E immagino una grande discussione sui nuovi confini della libertà, per tornare a riprendere il tema (e la pratica) dei nostri resistenti, anche per smascherare l’imbroglio dei “nuovi” profeti del liberalismo salvifico. E immagino tutto un lavoro di studio/proposte, a partire dal quartiere, e non solo per la riparazione delle buche nell’asfalto delle strade, ma soprattutto per la riparazione delle buche nella sofferenza del tessuto sociale, un lavoro per coniugare la libertà con la giustizia, e per ricominciare a parlare di libertà dalla miseria, dall’ignoranza, dalla precarietà, dalla subalternità, sfidando gli avversari continuamente, in ogni volantino, in ogni manifestazione, in ogni dibattito, a livello locale e nazionale, programmaticamente, riempiendo la libertà almeno dei suoi contenuti costituzionali, di un lavoro vero, di una casa dignitosa, di un’istruzione di qualità, di una salute curata.
E non solo con manifestazioni chiuse in un unico “luogo di raccolta” centrale, ma aperte in ogni “luogo vissuto” di lavoro politico, in contemporanea, e su un tema comune. (Quando sarà possibile!) E immagino una discussione ampia sulla “cultura del limite”, quale possibile altro orizzonte culturale: se sia, ad esempio, necessario definire un limite alla ricchezza, e alla povertà, e allo sfruttamento della natura, e all’uso delle risorse energetiche, e alla violenza di guerra e non, e alle morti sul lavoro, e attraverso quali provvedimenti e quali interventi culturali.
E immagino la lettura in comune, partecipata, anche all’aperto, nei nostri “luoghi”, di testi di riferimento precisi, fondamentali per alimentare una speranza di una società migliore, meglio se testi già codificati; ad esempio, la dichiarazione universale dei diritti umani, la nostra carta costituzionale, le carte del socialismo europeo e internazionale.

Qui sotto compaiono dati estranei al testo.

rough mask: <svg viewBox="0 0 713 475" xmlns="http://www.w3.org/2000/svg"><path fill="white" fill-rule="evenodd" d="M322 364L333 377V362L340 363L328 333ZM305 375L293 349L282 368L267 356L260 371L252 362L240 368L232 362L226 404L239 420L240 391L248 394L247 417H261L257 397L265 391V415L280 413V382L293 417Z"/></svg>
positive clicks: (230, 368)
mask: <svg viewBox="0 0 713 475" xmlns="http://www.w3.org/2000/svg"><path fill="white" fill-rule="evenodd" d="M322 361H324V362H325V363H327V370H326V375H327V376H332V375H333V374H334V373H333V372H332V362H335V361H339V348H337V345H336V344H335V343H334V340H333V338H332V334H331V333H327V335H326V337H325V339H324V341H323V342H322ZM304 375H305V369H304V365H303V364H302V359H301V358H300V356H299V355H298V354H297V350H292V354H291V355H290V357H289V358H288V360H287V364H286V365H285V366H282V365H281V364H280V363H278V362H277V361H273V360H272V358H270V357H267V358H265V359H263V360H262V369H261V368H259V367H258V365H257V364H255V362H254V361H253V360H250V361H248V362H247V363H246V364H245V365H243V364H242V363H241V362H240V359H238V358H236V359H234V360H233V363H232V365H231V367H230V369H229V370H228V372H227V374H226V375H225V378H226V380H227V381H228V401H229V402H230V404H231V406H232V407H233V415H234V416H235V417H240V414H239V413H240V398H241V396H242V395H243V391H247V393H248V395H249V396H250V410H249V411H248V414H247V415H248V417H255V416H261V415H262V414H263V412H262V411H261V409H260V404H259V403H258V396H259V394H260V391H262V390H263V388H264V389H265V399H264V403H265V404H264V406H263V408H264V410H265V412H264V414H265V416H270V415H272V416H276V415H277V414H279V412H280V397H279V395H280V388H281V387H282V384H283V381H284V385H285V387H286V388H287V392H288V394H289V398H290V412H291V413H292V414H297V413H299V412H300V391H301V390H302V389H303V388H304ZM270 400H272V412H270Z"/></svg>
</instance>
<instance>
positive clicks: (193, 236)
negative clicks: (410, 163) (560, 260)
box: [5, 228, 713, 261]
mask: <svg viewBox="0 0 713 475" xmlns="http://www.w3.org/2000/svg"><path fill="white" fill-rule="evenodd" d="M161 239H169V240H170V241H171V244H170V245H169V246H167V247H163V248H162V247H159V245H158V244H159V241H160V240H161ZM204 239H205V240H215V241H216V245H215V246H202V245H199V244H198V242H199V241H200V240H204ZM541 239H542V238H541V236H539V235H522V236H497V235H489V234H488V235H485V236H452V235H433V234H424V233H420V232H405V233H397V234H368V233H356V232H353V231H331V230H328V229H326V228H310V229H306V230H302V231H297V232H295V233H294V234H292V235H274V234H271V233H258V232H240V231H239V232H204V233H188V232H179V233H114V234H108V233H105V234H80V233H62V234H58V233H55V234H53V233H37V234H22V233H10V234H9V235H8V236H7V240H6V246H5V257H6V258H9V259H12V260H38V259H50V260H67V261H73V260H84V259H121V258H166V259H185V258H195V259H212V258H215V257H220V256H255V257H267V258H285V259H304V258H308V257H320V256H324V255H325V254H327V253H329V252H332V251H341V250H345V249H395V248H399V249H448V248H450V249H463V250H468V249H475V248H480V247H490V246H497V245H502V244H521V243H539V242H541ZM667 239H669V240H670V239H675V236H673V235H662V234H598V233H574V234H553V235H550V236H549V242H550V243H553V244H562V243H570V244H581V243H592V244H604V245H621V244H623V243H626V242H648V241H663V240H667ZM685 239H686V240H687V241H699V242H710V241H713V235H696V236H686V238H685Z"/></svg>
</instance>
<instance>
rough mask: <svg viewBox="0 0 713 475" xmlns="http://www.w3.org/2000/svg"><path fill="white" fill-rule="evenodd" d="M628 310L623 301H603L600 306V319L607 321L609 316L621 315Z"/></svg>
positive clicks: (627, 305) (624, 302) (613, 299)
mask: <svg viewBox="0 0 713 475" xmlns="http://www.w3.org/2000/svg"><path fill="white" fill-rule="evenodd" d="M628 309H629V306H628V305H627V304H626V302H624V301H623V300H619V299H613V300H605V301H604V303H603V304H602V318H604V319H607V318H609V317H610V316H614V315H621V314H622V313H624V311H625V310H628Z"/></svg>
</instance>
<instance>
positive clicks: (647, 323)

E immagino un gruppo di lavoro di persone con passione preparate, capaci di spiegare la politica a chi non ha tempi e strumenti, e disponibili a svolgere, nei nostri “luoghi”, senza scadenze, non più solo una “campagna” elettorale per chiedere voti, ma una “campagna” di informazione e di ascolto, per una reciproca formazione, in un rapporto alla pari, a tracciare, pietra con pietra, un lastricato democratico. E se tutti insieme si immagina, forse molte diventeranno, per costruire a sinistra un Partito Nuovo, le cose da fare.